Wir vagabundieren hier also nun im verseuchten Wien herum, versuchen nicht aufzufallen und trotzdem ein Leben in Würde zu leben. Wie kann uns das gelingen? Hier sind unsere Tipps (die wir ganz bestimmt nicht National Geographic Kids gefladert haben).
#1 – Know your survival skills
Wir alle wissen, dass ihr skilled workers seid. Ihr seid sehr skilled in „Mcdonalds, Charge Their Phone, Twerk, Be Bisexual, Eat Hot Chip And Lie.“ Aber das ist okay, girlies. Wir glauben an euch. Ihr seid skilled in eure anxiety worken. Aber wisst ihr, dass phone chargen wirklich ein survival skill ist? They can‘t find you, solange ihr nicht euer Haus verlasst und nur doomscrolled. Das einzige, was euch wirklich gefährlich werden kann, ist, wenn ihr leider nicht, so wie es sich gehört, Eigentum besitzt. Denn die Mieterhöhungen könnten euch auf die Straße setzen und dann müsst ihr mit den Leuten kommunizieren. Dann heißt es: Unterscheidet zwischen Freund und Feind. Wisst ihr, was das bedeutet?
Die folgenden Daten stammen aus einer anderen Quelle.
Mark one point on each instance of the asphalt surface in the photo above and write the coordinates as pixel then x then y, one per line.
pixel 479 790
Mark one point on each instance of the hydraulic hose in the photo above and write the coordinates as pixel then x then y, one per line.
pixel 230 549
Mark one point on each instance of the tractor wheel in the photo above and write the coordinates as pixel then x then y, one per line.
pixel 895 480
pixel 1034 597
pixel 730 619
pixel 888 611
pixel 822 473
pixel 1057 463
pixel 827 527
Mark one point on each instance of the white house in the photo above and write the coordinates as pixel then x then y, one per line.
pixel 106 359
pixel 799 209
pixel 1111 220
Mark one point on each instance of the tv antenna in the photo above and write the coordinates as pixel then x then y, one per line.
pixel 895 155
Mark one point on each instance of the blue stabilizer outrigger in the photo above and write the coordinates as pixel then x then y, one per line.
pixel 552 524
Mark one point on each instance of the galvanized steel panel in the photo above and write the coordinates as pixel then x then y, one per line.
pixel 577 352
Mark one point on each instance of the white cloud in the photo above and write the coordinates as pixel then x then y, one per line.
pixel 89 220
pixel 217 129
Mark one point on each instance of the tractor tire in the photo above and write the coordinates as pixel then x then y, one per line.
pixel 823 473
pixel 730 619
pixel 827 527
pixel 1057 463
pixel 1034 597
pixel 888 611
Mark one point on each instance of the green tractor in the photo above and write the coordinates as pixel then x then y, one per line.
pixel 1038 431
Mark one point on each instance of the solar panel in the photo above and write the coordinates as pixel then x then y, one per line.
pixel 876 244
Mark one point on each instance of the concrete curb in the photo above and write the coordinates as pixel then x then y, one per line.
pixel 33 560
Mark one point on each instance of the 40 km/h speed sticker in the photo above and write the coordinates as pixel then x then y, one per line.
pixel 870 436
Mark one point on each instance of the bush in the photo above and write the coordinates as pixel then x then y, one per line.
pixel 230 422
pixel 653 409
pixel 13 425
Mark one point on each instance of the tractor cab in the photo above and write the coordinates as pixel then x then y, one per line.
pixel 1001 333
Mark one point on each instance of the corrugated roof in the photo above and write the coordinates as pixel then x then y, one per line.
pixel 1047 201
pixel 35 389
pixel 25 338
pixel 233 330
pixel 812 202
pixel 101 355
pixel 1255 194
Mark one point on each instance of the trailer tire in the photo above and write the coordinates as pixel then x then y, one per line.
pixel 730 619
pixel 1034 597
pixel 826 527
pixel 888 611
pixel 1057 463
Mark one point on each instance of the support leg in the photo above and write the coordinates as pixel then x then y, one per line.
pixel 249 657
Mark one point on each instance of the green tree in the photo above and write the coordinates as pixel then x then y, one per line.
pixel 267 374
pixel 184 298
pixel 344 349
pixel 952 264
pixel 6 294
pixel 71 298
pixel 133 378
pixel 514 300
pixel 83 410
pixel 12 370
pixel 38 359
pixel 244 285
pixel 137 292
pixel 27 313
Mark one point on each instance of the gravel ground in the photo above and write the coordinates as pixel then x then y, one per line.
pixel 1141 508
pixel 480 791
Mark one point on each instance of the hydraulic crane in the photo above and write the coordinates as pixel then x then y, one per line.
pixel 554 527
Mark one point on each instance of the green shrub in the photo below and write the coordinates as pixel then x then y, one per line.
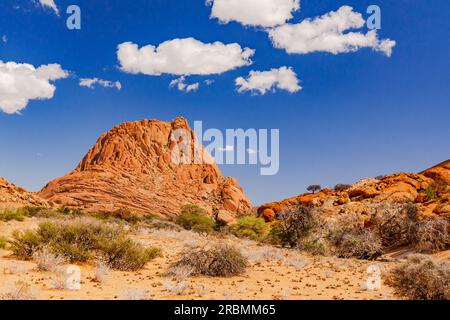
pixel 431 193
pixel 11 214
pixel 218 261
pixel 342 187
pixel 193 208
pixel 24 244
pixel 3 242
pixel 293 227
pixel 128 255
pixel 421 278
pixel 251 227
pixel 431 235
pixel 193 218
pixel 81 240
pixel 363 245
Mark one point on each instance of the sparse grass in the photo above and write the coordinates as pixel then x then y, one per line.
pixel 431 235
pixel 24 244
pixel 431 193
pixel 20 291
pixel 48 261
pixel 175 287
pixel 363 245
pixel 136 294
pixel 217 261
pixel 81 240
pixel 101 272
pixel 3 242
pixel 251 227
pixel 9 215
pixel 421 278
pixel 20 214
pixel 293 227
pixel 194 218
pixel 128 255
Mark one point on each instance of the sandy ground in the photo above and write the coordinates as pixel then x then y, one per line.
pixel 273 274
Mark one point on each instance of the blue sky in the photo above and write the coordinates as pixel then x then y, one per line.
pixel 359 114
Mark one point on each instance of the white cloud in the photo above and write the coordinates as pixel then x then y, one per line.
pixel 91 82
pixel 265 13
pixel 21 82
pixel 283 78
pixel 326 34
pixel 182 86
pixel 50 4
pixel 183 57
pixel 228 148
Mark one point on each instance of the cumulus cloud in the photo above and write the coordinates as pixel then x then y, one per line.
pixel 260 82
pixel 182 86
pixel 22 82
pixel 183 57
pixel 265 13
pixel 326 34
pixel 228 148
pixel 91 82
pixel 50 4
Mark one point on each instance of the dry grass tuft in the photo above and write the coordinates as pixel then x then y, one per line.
pixel 217 261
pixel 422 278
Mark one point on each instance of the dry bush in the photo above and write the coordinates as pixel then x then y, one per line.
pixel 20 291
pixel 251 227
pixel 176 288
pixel 136 294
pixel 180 272
pixel 59 279
pixel 431 235
pixel 352 240
pixel 363 245
pixel 80 240
pixel 342 187
pixel 293 226
pixel 127 255
pixel 101 272
pixel 395 224
pixel 48 261
pixel 195 218
pixel 218 261
pixel 3 242
pixel 421 278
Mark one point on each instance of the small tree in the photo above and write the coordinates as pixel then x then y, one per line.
pixel 314 188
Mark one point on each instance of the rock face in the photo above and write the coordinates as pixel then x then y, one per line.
pixel 12 196
pixel 136 166
pixel 429 190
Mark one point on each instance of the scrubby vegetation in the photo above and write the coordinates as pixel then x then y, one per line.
pixel 195 218
pixel 422 278
pixel 251 227
pixel 342 187
pixel 81 240
pixel 351 239
pixel 314 188
pixel 293 227
pixel 19 214
pixel 3 242
pixel 217 261
pixel 126 254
Richtig, ihr müsst den nächsten Bären finden. Denn bei dem seid ihr sicherer als beim durchschnittlichen FPÖ-Wähler. Mit einem Bären an der Leine seid ihr übrigens auch vor der rush hour in der U4 gefeilt. Niemand wird zu euch in den Wagon steigen. Nicht mal der finance bro der an der Landstraße einsteigt. Nur die ganz harten BWLer wollen eurem Bär Crypto andrehen.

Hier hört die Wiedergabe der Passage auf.